Azerbaycan ile Ermenistan liderlerinin

Kafkasya’da tarihi mutabakatta kim kazandı, kim kaybetti?

Azerbaycan ile Ermenistan liderlerinin Washington’da ABD Başkanı Donald Trump’ın ev sahipliğinde 8 Ağustos’ta imzaladıkları barış mutabakatı deklarasyonu bölge ülkelerinde yankı bulmaya devam ediyor.

Uzmanlar ve milletlerarası münasebetler ile ilgilenen akademisyenleri yaptıkları değerlendirmelerde, Azerbaycan-Ermenistan ve ABD ortasında imzalanan mutabakatlardan hangi ülkelerin daha fazla çıkar elde ettiklerini, hangi ülkelerin ise mevzi kaybettiği üzerine yoğunlaştılar.
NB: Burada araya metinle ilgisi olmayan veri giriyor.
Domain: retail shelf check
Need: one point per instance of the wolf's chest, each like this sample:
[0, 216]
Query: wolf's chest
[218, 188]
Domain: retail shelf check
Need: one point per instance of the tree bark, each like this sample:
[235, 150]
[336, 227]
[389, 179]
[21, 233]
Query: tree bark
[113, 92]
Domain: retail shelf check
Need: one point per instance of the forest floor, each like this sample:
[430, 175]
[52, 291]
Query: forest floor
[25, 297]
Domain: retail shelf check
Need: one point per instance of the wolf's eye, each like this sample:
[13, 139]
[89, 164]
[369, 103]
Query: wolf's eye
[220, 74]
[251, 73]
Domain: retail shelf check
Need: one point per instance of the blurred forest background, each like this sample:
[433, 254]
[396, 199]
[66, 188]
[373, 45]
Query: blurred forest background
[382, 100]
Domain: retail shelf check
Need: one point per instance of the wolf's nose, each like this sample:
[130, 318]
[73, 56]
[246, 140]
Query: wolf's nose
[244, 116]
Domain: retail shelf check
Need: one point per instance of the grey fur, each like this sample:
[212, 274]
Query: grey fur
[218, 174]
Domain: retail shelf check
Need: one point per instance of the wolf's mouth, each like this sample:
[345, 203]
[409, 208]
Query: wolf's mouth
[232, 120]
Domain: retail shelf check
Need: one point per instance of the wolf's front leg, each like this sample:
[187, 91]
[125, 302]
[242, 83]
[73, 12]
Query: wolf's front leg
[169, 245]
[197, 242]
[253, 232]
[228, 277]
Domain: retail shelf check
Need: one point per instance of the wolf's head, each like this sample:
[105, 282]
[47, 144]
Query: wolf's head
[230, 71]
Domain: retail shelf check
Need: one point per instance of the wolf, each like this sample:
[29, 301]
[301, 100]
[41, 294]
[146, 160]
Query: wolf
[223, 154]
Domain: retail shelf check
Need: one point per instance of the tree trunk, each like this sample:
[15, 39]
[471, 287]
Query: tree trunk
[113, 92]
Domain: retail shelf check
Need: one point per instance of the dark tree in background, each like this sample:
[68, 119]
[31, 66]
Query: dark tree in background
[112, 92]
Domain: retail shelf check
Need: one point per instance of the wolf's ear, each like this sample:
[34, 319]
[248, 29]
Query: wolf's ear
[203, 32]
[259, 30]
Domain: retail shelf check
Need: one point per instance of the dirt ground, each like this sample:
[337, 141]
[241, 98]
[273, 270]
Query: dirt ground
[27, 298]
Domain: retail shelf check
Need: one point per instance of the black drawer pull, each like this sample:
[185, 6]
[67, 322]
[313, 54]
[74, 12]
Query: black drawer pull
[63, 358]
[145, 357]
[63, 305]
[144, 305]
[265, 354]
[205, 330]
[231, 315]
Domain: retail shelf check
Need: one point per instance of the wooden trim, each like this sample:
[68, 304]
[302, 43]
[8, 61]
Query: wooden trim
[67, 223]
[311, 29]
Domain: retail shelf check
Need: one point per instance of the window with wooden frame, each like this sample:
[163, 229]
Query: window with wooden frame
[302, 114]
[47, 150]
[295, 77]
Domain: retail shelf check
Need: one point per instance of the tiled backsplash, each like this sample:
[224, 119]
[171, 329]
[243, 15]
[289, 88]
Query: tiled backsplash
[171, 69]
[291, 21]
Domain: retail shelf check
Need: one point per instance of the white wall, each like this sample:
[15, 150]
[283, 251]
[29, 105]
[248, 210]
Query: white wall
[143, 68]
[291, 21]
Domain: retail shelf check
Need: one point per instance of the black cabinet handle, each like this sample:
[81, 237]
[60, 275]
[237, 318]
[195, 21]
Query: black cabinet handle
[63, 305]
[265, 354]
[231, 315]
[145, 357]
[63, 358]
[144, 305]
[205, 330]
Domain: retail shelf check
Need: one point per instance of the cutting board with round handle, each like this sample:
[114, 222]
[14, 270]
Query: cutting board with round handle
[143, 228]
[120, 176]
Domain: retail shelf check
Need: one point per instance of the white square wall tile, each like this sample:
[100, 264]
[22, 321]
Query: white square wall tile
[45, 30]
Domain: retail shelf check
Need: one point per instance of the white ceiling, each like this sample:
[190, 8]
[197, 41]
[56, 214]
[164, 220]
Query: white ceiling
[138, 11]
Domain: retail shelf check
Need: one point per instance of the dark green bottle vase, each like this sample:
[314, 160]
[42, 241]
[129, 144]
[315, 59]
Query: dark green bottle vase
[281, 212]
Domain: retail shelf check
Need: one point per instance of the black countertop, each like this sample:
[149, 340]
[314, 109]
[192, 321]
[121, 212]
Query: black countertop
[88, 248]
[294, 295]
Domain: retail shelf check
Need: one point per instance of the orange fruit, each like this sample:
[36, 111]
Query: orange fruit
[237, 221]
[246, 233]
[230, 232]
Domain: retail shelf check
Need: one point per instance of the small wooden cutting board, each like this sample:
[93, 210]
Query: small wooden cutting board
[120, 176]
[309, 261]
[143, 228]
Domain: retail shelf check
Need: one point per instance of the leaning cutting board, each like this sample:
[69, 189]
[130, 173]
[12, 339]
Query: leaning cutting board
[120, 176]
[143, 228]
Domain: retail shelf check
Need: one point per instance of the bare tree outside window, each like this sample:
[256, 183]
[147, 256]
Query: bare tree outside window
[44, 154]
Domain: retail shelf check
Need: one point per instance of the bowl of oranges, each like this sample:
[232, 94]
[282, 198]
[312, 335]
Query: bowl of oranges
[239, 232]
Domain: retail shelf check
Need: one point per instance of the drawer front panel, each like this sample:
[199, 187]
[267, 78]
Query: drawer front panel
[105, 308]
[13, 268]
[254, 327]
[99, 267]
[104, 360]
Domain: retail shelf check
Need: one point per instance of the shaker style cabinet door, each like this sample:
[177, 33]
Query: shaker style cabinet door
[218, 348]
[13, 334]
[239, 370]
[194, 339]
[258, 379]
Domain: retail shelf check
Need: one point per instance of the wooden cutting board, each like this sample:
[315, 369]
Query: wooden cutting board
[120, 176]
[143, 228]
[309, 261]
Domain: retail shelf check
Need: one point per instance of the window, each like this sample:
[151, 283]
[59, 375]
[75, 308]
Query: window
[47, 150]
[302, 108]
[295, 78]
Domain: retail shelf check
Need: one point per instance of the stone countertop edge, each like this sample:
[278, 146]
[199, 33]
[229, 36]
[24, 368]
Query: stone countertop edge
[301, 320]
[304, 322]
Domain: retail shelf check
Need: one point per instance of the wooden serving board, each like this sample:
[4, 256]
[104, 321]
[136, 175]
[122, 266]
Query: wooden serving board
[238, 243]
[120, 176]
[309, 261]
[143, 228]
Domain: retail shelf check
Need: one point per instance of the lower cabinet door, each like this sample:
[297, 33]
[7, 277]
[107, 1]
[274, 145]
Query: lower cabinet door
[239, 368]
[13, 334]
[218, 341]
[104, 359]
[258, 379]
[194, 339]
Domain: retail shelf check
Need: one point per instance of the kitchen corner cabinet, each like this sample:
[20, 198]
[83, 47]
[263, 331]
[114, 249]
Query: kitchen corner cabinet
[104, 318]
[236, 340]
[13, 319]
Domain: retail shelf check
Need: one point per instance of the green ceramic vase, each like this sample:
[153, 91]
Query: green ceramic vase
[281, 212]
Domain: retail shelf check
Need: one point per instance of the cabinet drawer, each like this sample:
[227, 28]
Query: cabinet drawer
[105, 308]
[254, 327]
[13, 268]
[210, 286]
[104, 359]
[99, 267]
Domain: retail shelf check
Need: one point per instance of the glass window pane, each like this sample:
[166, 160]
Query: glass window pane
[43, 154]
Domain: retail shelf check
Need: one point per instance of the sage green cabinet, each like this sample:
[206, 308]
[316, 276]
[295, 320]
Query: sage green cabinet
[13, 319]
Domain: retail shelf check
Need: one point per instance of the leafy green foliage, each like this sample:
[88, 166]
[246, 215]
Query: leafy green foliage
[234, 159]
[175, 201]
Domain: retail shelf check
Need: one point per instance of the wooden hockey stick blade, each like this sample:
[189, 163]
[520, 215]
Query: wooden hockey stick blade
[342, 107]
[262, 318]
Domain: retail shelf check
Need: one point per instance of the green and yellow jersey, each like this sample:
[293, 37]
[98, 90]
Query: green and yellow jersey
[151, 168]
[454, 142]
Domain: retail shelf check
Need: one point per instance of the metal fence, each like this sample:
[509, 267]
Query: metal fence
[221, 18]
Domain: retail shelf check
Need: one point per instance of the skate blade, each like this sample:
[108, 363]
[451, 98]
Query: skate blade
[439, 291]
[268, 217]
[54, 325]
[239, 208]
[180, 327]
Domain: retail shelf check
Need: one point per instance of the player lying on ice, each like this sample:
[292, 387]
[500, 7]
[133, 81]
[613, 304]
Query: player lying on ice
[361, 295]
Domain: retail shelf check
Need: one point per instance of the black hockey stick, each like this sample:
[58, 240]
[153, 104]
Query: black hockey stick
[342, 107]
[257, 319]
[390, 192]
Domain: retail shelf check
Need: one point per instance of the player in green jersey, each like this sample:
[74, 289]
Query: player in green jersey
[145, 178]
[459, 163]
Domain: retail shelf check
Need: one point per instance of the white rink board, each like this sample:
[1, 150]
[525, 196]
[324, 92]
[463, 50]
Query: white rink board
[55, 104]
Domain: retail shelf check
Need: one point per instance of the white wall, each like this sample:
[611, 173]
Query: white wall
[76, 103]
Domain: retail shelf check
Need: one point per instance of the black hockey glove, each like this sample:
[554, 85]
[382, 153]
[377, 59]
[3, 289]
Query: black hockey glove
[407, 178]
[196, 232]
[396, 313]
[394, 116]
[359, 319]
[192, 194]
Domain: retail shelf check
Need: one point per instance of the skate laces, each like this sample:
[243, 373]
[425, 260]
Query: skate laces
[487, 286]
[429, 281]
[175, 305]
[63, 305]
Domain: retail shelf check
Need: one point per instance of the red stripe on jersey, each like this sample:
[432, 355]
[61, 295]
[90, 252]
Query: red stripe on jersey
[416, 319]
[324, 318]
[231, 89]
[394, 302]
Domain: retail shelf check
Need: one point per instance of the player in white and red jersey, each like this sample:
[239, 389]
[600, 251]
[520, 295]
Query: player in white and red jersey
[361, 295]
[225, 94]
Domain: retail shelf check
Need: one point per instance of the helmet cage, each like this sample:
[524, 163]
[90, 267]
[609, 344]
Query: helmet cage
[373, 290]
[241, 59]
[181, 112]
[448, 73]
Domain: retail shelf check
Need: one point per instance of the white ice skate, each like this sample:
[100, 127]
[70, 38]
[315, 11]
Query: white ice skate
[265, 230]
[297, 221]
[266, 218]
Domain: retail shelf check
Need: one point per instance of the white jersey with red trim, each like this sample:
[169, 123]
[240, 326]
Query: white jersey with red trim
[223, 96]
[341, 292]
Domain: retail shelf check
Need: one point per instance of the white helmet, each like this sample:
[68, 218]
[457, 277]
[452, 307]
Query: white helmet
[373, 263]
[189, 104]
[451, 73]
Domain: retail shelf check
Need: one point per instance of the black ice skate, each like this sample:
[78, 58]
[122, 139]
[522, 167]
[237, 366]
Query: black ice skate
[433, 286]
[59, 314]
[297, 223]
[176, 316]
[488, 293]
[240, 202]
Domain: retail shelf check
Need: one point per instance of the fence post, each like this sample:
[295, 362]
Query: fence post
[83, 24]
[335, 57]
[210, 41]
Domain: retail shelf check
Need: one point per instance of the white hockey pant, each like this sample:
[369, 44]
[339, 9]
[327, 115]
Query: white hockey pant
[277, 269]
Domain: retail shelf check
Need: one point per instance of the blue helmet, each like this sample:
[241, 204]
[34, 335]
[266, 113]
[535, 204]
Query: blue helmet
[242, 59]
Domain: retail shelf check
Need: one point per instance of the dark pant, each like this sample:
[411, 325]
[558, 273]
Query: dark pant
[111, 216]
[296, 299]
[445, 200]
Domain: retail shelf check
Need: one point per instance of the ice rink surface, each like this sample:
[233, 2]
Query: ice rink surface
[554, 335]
Azerbaycan’ın son gelişmelerin en çok kazananı olduğu, ABD, Türkiye ve Ermenistan’ın da karlı çıktığı, Rusya ve İran’ın ise kaybedenler olduğu üzerinde uzlaşılan yorumlar olarak öne çıkıyor.

EN ÇOK KAZANAN ALİYEV

Washington muahedesinin en çok kazananı Azerbaycan ve Cumhurbaşkanı Ilham Aliyev oldu.

ABD Başkanı Trump’ın Aliyev’e gösterdiği yakınlık, toplantılarda hitap etme biçimi ve hatta “büyük lidersiniz” tabirlerini kullanması dikkat çekti. Aliyev’in Trump’la geliştirdiği bu şahsî bağlantının Bakü-Washington işbirliği açısından da kıymetli olacağı öngörülüyor.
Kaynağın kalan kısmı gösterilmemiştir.